The present study was designed, based on the study of Chan et al., which was performed in vitro in 2011, and showed that soluble mannitol in combination with different saline concentrations using an eFlow rapid mesh nebulizer could be distributed at a particle size of 5 - 6 micrometer (10), and particles with this size could reach the lungs, and was able to show some improvement in pulmonary function. Mannitol complications consisted of cough, hemoptysis, and bronchospasm. In this study, the most common complication in patients receiving mannitol was cough; however, the induced cough could also be one of the therapeutic effects of mannitol and led to an increase in mucociliary clearance.
Hemoptysis was detected in no patient, and bronchospasm was prevented by giving the bronchodilator before using mannitol.
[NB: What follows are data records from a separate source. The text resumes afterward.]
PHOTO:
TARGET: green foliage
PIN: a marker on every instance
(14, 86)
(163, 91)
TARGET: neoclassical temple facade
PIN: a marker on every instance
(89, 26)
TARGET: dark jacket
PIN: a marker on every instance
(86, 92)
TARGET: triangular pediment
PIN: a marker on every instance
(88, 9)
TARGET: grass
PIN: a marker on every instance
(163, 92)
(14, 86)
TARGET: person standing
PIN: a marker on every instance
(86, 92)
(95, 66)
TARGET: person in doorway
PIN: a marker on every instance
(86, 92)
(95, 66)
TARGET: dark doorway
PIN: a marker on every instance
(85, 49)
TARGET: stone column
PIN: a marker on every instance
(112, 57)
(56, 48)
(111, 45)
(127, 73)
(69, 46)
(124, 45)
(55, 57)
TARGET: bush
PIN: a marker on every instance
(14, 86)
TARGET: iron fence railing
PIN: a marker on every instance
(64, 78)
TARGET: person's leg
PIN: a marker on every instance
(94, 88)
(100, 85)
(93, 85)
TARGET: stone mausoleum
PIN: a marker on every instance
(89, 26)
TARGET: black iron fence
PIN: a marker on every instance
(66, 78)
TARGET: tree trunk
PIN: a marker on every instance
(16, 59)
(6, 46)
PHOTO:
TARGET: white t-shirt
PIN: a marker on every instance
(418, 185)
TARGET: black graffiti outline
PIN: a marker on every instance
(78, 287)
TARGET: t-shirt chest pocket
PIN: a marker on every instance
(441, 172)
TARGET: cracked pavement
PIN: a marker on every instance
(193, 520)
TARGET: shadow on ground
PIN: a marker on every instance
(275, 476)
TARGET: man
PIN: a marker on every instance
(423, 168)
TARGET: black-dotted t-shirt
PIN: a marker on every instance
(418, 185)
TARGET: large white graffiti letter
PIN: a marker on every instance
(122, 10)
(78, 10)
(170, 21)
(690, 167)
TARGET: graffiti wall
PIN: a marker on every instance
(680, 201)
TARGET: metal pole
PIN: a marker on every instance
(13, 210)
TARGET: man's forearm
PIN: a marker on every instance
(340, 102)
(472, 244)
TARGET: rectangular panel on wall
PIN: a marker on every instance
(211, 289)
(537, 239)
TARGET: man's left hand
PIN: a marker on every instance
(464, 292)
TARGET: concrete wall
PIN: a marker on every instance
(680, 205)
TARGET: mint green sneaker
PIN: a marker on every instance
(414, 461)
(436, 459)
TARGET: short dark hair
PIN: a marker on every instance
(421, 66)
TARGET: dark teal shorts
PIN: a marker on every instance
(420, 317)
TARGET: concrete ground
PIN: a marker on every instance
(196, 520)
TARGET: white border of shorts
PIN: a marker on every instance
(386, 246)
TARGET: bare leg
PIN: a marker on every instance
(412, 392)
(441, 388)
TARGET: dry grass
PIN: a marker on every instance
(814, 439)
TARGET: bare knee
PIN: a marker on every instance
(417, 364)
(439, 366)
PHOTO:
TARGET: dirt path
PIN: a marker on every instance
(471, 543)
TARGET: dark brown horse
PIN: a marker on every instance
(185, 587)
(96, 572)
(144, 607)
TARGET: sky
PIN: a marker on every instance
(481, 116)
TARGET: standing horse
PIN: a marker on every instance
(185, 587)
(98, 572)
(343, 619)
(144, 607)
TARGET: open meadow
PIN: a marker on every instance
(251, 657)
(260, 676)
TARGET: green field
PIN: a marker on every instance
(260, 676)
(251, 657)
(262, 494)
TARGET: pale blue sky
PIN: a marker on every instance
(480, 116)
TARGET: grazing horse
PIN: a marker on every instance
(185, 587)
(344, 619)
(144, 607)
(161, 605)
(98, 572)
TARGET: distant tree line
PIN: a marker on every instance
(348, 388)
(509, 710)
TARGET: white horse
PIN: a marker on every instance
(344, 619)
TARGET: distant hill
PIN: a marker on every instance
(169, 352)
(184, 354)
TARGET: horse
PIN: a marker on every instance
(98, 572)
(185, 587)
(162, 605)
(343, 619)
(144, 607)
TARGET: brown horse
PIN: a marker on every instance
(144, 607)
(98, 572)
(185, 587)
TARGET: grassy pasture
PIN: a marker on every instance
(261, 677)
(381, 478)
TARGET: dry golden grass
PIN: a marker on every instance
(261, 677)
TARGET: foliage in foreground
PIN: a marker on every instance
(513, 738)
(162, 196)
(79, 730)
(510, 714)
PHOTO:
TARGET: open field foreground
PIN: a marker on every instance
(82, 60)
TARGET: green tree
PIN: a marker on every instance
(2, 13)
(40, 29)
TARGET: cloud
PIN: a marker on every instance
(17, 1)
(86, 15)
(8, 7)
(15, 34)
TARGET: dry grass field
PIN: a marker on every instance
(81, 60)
Adherence to the treatment is one of the important aspects of treating patients with CF. In the current study, adherence in the mannitol group was better than 5% HTS group, and this can be due to the use of mannitol twice a day instead of 5% HTS four times a day.
Our study demonstrated that inhaling soluble mannitol using the eFlow rapid mesh nebulizer could improve the pulmonary function of patients with CF, and its effects on pulmonary function of these patients were better than 5% HTS. This study also revealed that inhaling the soluble mannitol is safe and tolerable for the patients. Meanwhile, the use of soluble mannitol with nebulizer allows the drug to be used in younger children who cannot use the mannitol in dry-powder form. However, more extensive studies are needed to recommend the use of soluble mannitol as well as its safety and efficacy.